[PATCH 1/5] KVM: arm64: Walk userspace page tables to compute the THP mapping size

Tue Jul 20 13:33:46 PDT 2021

On Tue, Jul 20, 2021, Alexandru Elisei wrote:
> Hi Marc,
> 
> I just can't figure out why having the mmap lock is not needed to walk the
> userspace page tables. Any hints? Or am I not seeing where it's taken?

Disclaimer: I'm not super familiar with arm64's page tables, but the relevant KVM
functionality is common across x86 and arm64.

KVM arm64 (and x86) unconditionally registers a mmu_notifier for the mm_struct
associated with the VM, and disallows calling ioctls from a different process,
i.e. walking the page tables during KVM_RUN is guaranteed to use the mm for which
KVM registered the mmu_notifier.  As part of registration, the mmu_notifier
does mmgrab() and doesn't do mmdrop() until it's unregistered.  That ensures the
mm_struct itself is live.

For the page tables liveliness, KVM implements mmu_notifier_ops.release, which is
invoked at the beginning of exit_mmap(), before the page tables are freed.  In
its implementation, KVM takes mmu_lock and zaps all its shadow page tables, a.k.a.
the stage2 tables in KVM arm64.  The flow in question, get_user_mapping_size(),
also runs under mmu_lock, and so effectively blocks exit_mmap() and thus is
guaranteed to run with live userspace tables.
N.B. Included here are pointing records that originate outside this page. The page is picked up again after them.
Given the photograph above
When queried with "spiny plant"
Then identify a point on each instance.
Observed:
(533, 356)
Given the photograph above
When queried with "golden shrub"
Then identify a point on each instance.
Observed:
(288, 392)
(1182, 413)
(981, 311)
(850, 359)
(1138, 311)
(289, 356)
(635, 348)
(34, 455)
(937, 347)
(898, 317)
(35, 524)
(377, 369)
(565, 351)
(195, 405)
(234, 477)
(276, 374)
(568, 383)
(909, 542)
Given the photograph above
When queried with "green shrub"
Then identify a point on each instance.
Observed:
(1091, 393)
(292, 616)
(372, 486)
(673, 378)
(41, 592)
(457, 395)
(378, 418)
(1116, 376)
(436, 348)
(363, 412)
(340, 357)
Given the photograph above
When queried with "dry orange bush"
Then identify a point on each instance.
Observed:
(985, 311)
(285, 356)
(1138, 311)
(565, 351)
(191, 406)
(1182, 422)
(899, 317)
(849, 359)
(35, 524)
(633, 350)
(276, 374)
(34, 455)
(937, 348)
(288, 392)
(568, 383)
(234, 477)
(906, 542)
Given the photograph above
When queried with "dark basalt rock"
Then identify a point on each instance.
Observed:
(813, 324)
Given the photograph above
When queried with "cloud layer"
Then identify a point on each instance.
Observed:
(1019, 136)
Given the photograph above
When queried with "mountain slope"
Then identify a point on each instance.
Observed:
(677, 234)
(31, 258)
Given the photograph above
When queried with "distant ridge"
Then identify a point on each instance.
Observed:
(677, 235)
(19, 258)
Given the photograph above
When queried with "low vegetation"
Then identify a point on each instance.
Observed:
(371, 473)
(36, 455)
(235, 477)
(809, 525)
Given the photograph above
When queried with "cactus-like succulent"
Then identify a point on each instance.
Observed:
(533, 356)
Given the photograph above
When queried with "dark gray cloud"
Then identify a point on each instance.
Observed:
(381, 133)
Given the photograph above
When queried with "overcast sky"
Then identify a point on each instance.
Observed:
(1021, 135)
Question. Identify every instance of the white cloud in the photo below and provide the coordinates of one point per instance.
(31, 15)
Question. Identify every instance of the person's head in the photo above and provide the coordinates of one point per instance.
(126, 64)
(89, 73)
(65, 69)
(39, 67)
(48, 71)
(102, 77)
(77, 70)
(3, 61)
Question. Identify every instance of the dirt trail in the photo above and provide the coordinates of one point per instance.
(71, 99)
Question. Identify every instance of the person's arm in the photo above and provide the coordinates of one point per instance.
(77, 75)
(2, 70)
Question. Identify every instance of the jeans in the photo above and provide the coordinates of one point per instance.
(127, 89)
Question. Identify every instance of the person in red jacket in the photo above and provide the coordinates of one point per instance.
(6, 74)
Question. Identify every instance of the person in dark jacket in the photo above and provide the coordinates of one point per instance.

Lastly, KVM also implements mmu_notifier_ops.invalidate_range_{start,end}.  KVM's
invalidate_range implementations also take mmu_lock, and also update a sequence
counter and a flag stating that there's an invalidation in progress.  When
installing a stage2 entry, KVM snapshots the sequence counter before taking
mmu_lock, and then checks it again after acquiring mmu_lock.  If the counter
mismatches, or an invalidation is in-progress, then KVM bails and resumes the
guest without fixing the fault.

E.g. if the host zaps userspace page tables and KVM "wins" the race, the subsequent
kvm_mmu_notifier_invalidate_range_start() will zap the recently installed stage2
entries.  And if the host zap "wins" the race, KVM will resume the guest, which
in normal operation will hit the exception again and go back through the entire
process of installing stage2 entries.

Looking at the arm64 code, one thing I'm not clear on is whether arm64 correctly
handles the case where exit_mmap() wins the race.  The invalidate_range hooks will
still be called, so userspace page tables aren't a problem, but
kvm_arch_flush_shadow_all() -> kvm_free_stage2_pgd() nullifies mmu->pgt without
any additional notifications that I see.  x86 deals with this by ensuring its
top-level TDP entry (stage2 equivalent) is valid while the page fault handler is
running.

  void kvm_free_stage2_pgd(struct kvm_s2_mmu *mmu)
  {
	struct kvm *kvm = kvm_s2_mmu_to_kvm(mmu);
	struct kvm_pgtable *pgt = NULL;

	spin_lock(&kvm->mmu_lock);
	pgt = mmu->pgt;
	if (pgt) {
		mmu->pgd_phys = 0;
		mmu->pgt = NULL;
		free_percpu(mmu->last_vcpu_ran);
	}
	spin_unlock(&kvm->mmu_lock);

	...
  }

AFAICT, nothing in user_mem_abort() would prevent consuming that null mmu->pgt
if exit_mmap() collidied with user_mem_abort().

  static int user_mem_abort(...)
  {

	...

	spin_lock(&kvm->mmu_lock);
	pgt = vcpu->arch.hw_mmu->pgt;         <-- hw_mmu->pgt may be NULL (hw_mmu points at vcpu->kvm->arch.mmu)
	if (mmu_notifier_retry(kvm, mmu_seq)) <-- mmu_seq not guaranteed to change
		goto out_unlock;

	...

	if (fault_status == FSC_PERM && vma_pagesize == fault_granule) {
		ret = kvm_pgtable_stage2_relax_perms(pgt, fault_ipa, prot);
	} else {
		ret = kvm_pgtable_stage2_map(pgt, fault_ipa, vma_pagesize,
					     __pfn_to_phys(pfn), prot,
					     memcache);
	}
  }